Murder Case Raises Questions about Memphis Police Practices

Emily Lurie
November 20, 2010

The practices of the Memphis (TN) Police Department surrounding the recording of confessions have come into the spotlight recently with the case of Jessie Dotson. Dotson was convicted and sentenced to death in October for the 2008 murder of six people, including his brother and two nephews. His confession was featured on the A&E program The First 48, a documentary series that chronicles homicide investigations in several cities across the country.

The trial judge, however, did not allow Dotson”s confession to be admitted in court because the recording was edited by A&E for the television program, and the original version was erased. As a result, the testimony of Deputy Chief Toney Armstrong, the police officer who took the confession, was solely based on his memory. The only documentation of the confession that existed was a single paragraph from an interrogation that lasted more than five hours.

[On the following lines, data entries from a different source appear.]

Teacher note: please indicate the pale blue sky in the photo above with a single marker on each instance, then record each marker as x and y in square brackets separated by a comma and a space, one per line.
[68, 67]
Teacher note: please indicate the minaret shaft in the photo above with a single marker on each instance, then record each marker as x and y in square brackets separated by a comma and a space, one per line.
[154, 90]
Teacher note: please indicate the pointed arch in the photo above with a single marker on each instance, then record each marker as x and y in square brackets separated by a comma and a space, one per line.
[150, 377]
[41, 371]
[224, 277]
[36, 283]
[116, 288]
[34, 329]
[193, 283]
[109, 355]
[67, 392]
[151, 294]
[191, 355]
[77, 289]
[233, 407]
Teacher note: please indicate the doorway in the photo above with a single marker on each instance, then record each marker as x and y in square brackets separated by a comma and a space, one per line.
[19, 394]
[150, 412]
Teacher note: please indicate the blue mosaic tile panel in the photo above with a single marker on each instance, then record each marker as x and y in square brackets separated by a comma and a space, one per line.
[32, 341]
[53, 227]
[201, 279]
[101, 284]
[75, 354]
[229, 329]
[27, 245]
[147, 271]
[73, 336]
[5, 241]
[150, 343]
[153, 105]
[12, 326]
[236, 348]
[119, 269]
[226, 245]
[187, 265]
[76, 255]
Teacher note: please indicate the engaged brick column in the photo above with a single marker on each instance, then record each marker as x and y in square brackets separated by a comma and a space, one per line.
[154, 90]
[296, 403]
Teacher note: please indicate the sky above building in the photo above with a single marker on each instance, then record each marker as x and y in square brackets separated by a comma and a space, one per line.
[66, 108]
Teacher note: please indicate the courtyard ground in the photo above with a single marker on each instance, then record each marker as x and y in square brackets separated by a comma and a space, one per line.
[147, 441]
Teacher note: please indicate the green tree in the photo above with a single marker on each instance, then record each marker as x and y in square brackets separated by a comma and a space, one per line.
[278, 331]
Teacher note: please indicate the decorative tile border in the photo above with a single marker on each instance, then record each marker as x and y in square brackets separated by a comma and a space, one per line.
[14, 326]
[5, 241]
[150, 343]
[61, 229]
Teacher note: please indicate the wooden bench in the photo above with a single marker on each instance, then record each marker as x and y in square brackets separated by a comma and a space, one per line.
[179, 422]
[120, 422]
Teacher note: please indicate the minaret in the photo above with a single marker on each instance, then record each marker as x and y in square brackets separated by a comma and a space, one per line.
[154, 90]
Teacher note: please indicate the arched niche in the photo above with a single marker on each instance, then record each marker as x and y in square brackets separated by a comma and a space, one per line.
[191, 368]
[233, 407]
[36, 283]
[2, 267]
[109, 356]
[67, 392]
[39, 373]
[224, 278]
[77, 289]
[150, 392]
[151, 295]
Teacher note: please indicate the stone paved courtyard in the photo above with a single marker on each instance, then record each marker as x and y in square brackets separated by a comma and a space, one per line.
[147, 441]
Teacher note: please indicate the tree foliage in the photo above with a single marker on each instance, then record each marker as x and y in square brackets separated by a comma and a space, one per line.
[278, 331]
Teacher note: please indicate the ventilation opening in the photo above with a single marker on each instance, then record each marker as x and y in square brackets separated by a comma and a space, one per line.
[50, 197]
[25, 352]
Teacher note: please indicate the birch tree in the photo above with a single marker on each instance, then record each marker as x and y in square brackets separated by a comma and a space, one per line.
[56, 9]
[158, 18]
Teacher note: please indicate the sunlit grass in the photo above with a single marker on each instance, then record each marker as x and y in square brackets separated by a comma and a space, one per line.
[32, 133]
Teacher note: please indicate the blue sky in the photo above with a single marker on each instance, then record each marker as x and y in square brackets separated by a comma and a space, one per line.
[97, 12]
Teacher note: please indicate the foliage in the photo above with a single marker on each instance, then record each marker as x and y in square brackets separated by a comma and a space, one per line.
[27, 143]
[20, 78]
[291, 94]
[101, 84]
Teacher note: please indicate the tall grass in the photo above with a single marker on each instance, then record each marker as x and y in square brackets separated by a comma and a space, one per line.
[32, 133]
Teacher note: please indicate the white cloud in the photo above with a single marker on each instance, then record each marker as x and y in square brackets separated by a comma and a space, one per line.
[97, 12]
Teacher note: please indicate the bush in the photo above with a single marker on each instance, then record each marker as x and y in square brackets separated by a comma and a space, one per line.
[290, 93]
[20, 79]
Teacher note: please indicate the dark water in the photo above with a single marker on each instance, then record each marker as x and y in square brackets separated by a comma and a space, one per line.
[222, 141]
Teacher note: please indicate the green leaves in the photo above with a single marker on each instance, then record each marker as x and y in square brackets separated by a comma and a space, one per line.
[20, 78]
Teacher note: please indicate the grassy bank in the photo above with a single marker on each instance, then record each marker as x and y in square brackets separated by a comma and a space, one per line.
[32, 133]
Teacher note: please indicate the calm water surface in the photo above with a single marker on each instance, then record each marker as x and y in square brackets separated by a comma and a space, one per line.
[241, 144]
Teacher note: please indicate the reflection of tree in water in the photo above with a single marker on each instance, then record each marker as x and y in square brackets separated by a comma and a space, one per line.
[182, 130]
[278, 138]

Dotson took the stand at his trial and testified that his confession was coerced by the Memphis Police, who held him for hours in the interrogation room. Although 18 states have passed laws requiring the recording of interrogations, Tennessee is not among them. In Memphis, according to a FOX13 report, the interrogation policy encourages the investigator always to obtain a written statement and to “paraphrase the defendant”s version of the crime if they agree to talk but refuse to sign a statement.”